SEC Approves Listing Standards for Compensation Committees and Advisers

in Business Financing, Director and Executive Compensation, Management, Securities Regulation

On June 20, the SEC released a statement announcing that it has approved a rule (Rule 10C-1) that requires national securities exchanges to adopt listing standards for boards of directors and compensation advisers of public companies. You can view the Final Rule.

The new rule requires the listing standards to include:

  • The independence of the individual members of the compensation committee;
  • The committee’s authority to retain compensation advisers;
  • The committee’s consideration of the independence of any compensation advisers; and
  • The committee’s responsibility for the appointment, compensation, and oversight of the work of any compensation adviser.

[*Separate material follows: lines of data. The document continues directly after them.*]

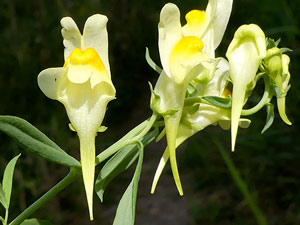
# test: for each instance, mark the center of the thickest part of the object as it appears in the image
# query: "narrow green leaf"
(219, 101)
(3, 200)
(151, 63)
(33, 140)
(120, 162)
(270, 117)
(125, 214)
(36, 222)
(8, 178)
(284, 50)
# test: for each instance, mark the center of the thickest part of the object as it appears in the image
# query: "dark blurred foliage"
(269, 163)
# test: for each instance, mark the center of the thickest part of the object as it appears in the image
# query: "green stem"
(134, 135)
(145, 130)
(119, 144)
(264, 100)
(6, 217)
(71, 177)
(242, 185)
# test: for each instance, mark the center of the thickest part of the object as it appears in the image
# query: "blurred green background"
(30, 41)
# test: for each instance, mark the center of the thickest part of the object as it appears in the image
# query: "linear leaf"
(270, 117)
(120, 162)
(36, 222)
(8, 178)
(125, 214)
(33, 140)
(151, 63)
(2, 198)
(219, 101)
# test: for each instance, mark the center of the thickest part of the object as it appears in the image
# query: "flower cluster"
(195, 88)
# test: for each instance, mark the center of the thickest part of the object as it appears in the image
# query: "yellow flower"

In order for a company to be listed on a particular securities exchange, the company must meet the new listing standards of that particular exchange in order for its shares to trade on that exchange. The new rule (and its amendments) will take effect 30 days after the publication in the Federal Register. The securities exchanges must update their listing standards policies, and companies must amend their current procedures to comply with the new rule no later than 90 days after the new rule goes into effect. The new listing standards must be approved by the SEC within one year of the new rule going into effect.

In addition to the new listing standards, the SEC also amended its proxy disclosure rules, requiring companies to provide additional disclosures about their use of compensation consultants and conflicts of interest. Companies are already required to disclose information about their use of compensation consultants, including details about the fees paid to consultants. The new amendments require companies to disclose the nature of any conflict in regards to any compensation consultant that has played a role in determining  the amount or form of executive and director compensation and whose work has raised a conflict of interest. The amendments also require the company to disclose how the conflict is being addressed.

Does Your Company Need to Comply with Rule 10C-1?
The new rule specifically exempts a number of companies from its requirements. Specifically, the following companies are exempt: limited partnerships; companies in bankrupt proceedings; open-end management investment companies registered under the Investment Company Act of 1940; and any foreign private issuer that discloses in its annual report the reasons the foreign private issuer does not have an independent compensation committee.

The new rule also exempts controlled companies—i.e. corporations where a majority of the voting shares of stock are held by an individual or another company—and smaller reporting companies from all the requirements of the new listing standards and authorizes the exchanges to exempt other categories of issuers. Of course, the listing exchange is required to first obtain approval from the SEC before adopting such exemptions.